Continuing on previous example, we can add index on a columns as follows;

(demo@sitting)22> rpc:call(pundun8ef0f8@kingfisher, enterdb, add_index, ["trace",["chosen_method", "mme"]]).
ok
(demo@sitting)23> rpc:call(pundun8ef0f8@kingfisher, enterdb, write, ["trace", [{"tsid", 4}], [{"events", Events}, {"start_ts", "2017-04-26 07:31:52.163"},{"end_ts", "2017-04-26 14:28:55.347"},{"mme", "166.181.19.34"},{"chosen_method","cellid"}]]).
(demo@sitting)24> rpc:call(pundun8ef0f8@kingfisher, enterdb, index_read, ["trace", "chosen_method", "cellid"]).
[{[{"tsid",4}],
[{"events",
#{1 =>
#{"from" => "ue","label" => "paging_response",
"to" => "enodeb"},
2 =>
#{"data" => <<"Some binary data maybe">>,"from" => "mme",
"label" => "lcs_ap_location_request","to" => "esmlc",
"ts" => "2017-04-26 07:31:32.164"},
3 =>
#{"data" => <<"Some binary data maybe">>,"from" => "mme",
"label" => "lcs_ap_location_request","to" => "esmlc",
"ts" => "2017-04-26 07:31:32.164"}}},
{"start_ts","2017-04-26 07:31:52.163"},
{"end_ts","2017-04-26 14:28:55.347"},
{"mme","166.181.19.34"},
{"chosen_method","cellid"}]}]

Index API is under development and will be changed later.
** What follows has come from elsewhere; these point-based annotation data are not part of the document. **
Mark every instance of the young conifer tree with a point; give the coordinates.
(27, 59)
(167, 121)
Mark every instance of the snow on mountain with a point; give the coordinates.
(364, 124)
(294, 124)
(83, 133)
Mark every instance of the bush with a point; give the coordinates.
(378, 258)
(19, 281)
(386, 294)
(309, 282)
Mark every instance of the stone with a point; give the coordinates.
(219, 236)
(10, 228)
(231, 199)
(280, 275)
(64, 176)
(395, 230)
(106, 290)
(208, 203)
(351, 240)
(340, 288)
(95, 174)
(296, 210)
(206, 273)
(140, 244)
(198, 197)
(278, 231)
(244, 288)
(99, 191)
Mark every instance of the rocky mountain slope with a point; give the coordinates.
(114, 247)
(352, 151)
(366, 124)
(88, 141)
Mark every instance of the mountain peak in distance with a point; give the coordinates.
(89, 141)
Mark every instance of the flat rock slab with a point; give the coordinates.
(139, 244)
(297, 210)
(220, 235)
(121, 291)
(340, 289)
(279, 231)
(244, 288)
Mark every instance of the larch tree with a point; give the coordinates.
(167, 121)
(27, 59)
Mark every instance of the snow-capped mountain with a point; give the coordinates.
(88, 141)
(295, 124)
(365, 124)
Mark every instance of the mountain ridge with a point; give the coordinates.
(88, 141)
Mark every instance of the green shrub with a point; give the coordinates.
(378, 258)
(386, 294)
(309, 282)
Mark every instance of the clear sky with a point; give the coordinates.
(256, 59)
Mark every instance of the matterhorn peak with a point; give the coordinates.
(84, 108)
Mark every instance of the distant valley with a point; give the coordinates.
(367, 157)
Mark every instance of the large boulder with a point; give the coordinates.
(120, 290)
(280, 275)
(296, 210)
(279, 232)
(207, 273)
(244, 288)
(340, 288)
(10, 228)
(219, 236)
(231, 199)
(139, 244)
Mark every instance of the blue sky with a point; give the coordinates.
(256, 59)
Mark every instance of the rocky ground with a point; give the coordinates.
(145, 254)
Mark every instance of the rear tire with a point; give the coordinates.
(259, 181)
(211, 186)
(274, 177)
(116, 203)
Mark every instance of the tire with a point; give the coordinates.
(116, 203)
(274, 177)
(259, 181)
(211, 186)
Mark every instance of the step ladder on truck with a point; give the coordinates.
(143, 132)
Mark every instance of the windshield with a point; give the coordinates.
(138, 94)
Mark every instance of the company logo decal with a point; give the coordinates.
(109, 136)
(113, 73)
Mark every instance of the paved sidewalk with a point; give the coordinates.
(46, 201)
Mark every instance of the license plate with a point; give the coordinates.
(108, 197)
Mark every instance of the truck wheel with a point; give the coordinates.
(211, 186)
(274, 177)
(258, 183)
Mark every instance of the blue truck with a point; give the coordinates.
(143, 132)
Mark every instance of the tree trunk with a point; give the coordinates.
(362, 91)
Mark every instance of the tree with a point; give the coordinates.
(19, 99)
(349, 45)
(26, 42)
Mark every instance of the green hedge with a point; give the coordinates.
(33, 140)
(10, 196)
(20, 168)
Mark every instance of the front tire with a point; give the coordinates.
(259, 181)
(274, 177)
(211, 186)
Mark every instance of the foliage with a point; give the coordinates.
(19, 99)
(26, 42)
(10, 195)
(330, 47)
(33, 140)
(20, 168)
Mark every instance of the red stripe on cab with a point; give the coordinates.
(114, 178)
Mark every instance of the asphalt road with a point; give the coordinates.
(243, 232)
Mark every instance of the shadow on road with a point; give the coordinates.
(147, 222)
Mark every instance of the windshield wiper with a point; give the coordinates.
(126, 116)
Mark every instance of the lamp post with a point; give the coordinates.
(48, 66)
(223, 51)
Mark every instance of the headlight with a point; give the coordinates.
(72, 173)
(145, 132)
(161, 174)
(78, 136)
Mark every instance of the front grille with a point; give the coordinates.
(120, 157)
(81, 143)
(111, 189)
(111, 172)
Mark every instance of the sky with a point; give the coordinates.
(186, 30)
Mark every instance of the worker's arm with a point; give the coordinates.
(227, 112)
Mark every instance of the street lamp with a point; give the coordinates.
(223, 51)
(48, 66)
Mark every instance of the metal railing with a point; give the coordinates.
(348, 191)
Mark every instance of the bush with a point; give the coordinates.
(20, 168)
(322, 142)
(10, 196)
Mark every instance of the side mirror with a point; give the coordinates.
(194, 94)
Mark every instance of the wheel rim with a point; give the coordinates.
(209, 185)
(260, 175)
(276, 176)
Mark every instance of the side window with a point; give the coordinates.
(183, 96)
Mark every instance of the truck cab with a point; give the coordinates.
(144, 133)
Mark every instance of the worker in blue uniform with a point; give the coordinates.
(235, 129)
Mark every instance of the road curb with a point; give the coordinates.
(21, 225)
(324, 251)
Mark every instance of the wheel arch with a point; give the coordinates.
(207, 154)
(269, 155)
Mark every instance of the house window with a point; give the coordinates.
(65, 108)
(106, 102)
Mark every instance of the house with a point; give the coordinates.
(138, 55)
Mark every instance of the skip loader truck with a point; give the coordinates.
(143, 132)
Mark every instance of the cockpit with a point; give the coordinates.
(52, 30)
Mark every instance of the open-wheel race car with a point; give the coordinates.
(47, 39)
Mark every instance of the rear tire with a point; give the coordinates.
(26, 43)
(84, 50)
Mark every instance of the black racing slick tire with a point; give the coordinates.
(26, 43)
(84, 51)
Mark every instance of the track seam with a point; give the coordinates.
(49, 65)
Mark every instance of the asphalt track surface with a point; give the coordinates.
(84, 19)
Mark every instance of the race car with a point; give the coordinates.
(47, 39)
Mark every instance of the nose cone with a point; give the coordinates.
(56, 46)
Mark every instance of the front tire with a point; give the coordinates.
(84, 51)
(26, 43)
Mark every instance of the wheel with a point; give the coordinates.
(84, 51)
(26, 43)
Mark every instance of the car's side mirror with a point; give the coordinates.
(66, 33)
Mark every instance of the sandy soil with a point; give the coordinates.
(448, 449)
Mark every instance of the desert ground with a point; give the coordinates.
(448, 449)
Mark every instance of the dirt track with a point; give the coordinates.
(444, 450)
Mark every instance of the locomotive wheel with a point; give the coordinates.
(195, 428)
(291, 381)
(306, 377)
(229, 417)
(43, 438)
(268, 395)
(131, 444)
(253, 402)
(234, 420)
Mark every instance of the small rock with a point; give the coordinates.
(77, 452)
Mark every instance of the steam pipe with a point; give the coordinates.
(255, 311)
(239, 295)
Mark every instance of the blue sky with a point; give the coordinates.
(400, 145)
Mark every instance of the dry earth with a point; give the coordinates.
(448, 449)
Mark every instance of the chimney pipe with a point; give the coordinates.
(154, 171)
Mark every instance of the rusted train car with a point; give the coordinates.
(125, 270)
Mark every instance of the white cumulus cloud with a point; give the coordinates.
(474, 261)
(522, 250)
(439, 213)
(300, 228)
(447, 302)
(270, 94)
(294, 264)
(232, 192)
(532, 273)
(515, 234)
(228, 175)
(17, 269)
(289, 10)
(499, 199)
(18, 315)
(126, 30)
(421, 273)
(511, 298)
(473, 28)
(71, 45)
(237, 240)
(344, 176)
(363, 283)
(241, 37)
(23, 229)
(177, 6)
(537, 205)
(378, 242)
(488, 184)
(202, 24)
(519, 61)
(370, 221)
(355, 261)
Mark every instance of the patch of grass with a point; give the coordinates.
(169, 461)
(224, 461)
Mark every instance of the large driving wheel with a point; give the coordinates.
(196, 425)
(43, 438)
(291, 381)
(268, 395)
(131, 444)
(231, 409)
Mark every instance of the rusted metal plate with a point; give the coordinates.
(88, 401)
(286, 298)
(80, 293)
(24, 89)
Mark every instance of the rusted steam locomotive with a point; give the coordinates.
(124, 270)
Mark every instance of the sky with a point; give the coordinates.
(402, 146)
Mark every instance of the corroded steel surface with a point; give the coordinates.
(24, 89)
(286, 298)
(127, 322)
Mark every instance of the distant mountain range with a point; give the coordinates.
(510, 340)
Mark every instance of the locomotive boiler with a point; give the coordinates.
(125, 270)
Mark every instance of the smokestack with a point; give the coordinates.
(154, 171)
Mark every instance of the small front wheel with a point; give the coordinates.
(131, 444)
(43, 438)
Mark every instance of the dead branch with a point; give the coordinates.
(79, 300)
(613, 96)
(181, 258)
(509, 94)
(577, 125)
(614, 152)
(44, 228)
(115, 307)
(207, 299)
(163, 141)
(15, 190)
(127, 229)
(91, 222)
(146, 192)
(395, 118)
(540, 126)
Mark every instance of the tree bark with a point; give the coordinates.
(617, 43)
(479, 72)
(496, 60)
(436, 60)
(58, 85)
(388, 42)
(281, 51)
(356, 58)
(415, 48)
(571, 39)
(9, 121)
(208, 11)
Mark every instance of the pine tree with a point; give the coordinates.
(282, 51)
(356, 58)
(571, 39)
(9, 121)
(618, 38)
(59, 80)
We consider to add support for setting different analyzers per column so an IP address will not be indexed the same way as a text document. Also index queries will change to retrieve posting lists according to relevance and size limits. Retrieval of actual data will be left to user.